Stay on top of new features
Linkedin doesn’t make a song and dance out of their updates. You basically have to just discover them or yourself. (Although you can join the linkedin page admins group)
Try in 2023: Page Notifications
Take a quick look at the top right hand corner on a company or personal page, you’ll see a little bell. This allows you to choose to receive notifications when a page posts something. You can select all posts, top posts or no posts when you follow a page.
For our followers this means they can choose to be notified every time you post (if it’s worth it!). So encourage them to turn on notifications from time to time to maximise the chances that your followers see your content.
Even better. If they get the notification and engage right away, that’s a nice little boost for your post. Linkedin is very selective about what content it puts in front of people, and getting early engagement on a post goes a long way in telling the Linkedin algorithm that it’s a good post, worth pushing.
Try in 2023: Link Stickers
This is a great new feature for conversions. Unlike other platforms who want you to spend as much time in their universe, Linkedin has acknowledged that they can’t get away with that. Businesses need to link out to recruitment pages, for example, and so they’ve leaned into it to maximise conversions.
Recently they introduced interactive stickers for image posts. They’re easy to add and they act as an interactive CTA, linking out to any external page.
Use this link to drive email signups, website visits or even to kick start a purchase journey. Finally you can start putting our Linkedin followers to good use!
In the past, Linkedin has penalised posts that include an external link in the post copy, but it looks like introducing these stickers could be a signal of a strategic shift to turn Linkedin into a less siloed platform.
As with all things. Don’t overdo it. Low interaction will hurt your impressions so keep it focused and use it when you need it.
Creating content worth engaging with
It’s true that content on your personal pages will do better, in general, than your company pages. But your company page can do things your personal page can’t, and it provides content your whole team can share with their own network.
One of the reasons Linkedin prefers personal content over company content is because company content is often so boring, often focused more on the company than on what’s interesting to the audience.
Audience first content
Most people who follow your page are doing so to get something of value in return. They have little interest in your business itself, but what you can offer them.

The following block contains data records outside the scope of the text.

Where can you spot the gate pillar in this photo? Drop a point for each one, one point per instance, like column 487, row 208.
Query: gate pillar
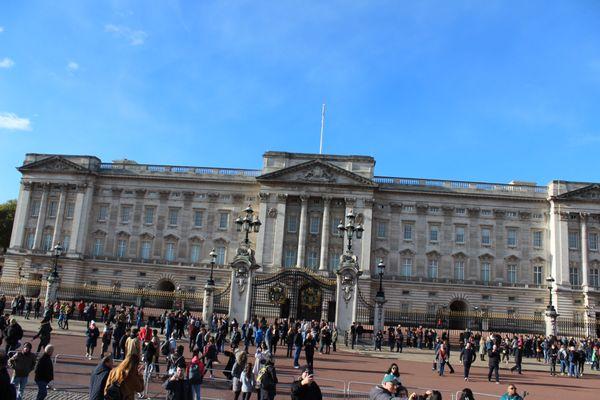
column 347, row 292
column 243, row 268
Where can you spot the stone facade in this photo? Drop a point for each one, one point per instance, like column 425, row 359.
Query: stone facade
column 445, row 243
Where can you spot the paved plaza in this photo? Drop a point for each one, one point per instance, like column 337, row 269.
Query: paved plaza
column 356, row 370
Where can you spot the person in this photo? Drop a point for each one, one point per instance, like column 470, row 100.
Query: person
column 125, row 379
column 23, row 362
column 248, row 382
column 92, row 333
column 511, row 394
column 99, row 377
column 7, row 389
column 305, row 388
column 44, row 372
column 387, row 390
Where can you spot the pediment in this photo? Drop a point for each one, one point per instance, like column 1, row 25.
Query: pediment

What you can offer might be ideas, or education, or news that they can put to use in their own lives. Of course there’s room in there to talk about yourselves and your product, but it’s about balance.
Become known as a source of good quality, useful content and people will come back for more.
Coming up with content ideas
You want a good balance of content across content of business value and content that builds positive brand perception. Business value could be thought leadership, trends or data. Brand perception could be more about your team, charitable activities, culture. These work together to build an image of your brand as one your potential customers might like to do business with.
You then deliver the “right hook”, as Gary Vaynerchuk would say, with a sales message.